Tout le monde connoît sa machine arithmétique; une table, percée de trous, & des épingles dont la tête différoit de grosseur, lui servoient à calculer aussi vite que les clairvoyans avec leur plume; & cette même machine devenoit géométrique, au moyen de fils qui, passés autour des épingles, représentoient à son tact les figures, que les lignes d'encre ou de crayon représentent à notre vue.

Antérieurement à Saunderson, Jacques-Bernouilli avoit appris à écrire à une jeune fille qui avoit perdu la vue deux mois après sa naissance, mais le moyen étoit vraisemblablement très-imparfait; puisque l'auteur ne l'a pas transmis, & puisque Saunderson, presque contemporain, n'en a pas eu connaissance.

M. Diderot, dans son intéressante lettre sur les aveugles, nous dit avoir trouvé l'aveugle du Puyseaux, occupé à faire lire son fils avec des caractères en relief; mais il ne nous apprend rien de précis sur la méthode de cet enseignement.

Melle. de Salignac qui vivoit encore à Paris il y a dix ou douze ans, faisoit usage de caractères en relief, mobiles; & le Sieur Richard fondeur, qui travailloit pour elle, en a conservé les formes.

Feu M. de Lamouroux faisoit aussi usage de caractères en relief, mobiles; mais pour la musique seulement, & s'étoit rendu célèbre dans cet art.

MM. Sodi & Frizéri se sont servis pour figurer leur musique d'épingles placées d'une manière connue seulement de leurs copistes.

Il est venu sur la fin du mois dernier chez M. Haüy, un aveugle de province, qui note la musique avec des notes de cire, grossièrement formées & peu solides.

Enfin il existe encore aujourd'hui deux aveugles, célèbres par leurs talens & par leur instruction; l'un est M. Weissenbourg de Manheim qui, privé de la vue à l'âge de sept ans,* s'est habitué, d'après des caractères en relief, à en tracer lui-même avec une plume; il a appris la Géographie d'après des cartes ordinaires divisées par différens fils, dans lesquels sont passés des grains de verre plus ou moins gros, pour désigner les différens ordres de villes, & parsemées d'un sable glacé de différentes manières pour distinguer les Mers, les Royaumes, les Provinces &c. Il calcule avec des petites planches divisées par de petits carrés, posés horizontalement, qui représentent les unités, les dizaines, les centaines, & sous-divisés chacun par neuf trous, dans lesquels il place de petites chevilles, qui lui servent à former ses nombres, & à faire ses opérations: il joue avec des cartes marquées de trous d'épingles sensibles pour lui seul.
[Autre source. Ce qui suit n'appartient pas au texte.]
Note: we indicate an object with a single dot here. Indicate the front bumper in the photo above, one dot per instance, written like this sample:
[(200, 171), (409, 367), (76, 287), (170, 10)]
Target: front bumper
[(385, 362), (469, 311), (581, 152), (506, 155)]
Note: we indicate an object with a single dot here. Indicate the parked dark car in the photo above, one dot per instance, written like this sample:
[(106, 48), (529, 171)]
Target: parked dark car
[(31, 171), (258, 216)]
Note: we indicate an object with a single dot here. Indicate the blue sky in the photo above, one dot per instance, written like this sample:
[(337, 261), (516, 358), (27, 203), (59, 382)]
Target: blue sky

[*] Journal de Paris du 24 Avril 1784, & Nouvelles de la République des Lettres & Arts du 2 Février 1785.

L'autre est Melle. Paradis née à Vienne, devenue aveugle à l'âge de deux ans, âgée maintenant de vingt & célèbre par ses talens pour la musique: M. de Kempellen, auteur de l'automate joueur d'Échecs lui a appris à épeller avec des lettres de carton découpé, & à lire des phrases pointées sur des cartes avec des épingles; il lui a formé une petite presse au moyen de laquelle elle imprime sur un papier les phrases qu'elle a composées comme un Imprimeur, & elle entretient ainsi une correspondance avec M. Kempellen son maître, & avec M. Weissenbourg à qui elle doit une partie de ses connoissances.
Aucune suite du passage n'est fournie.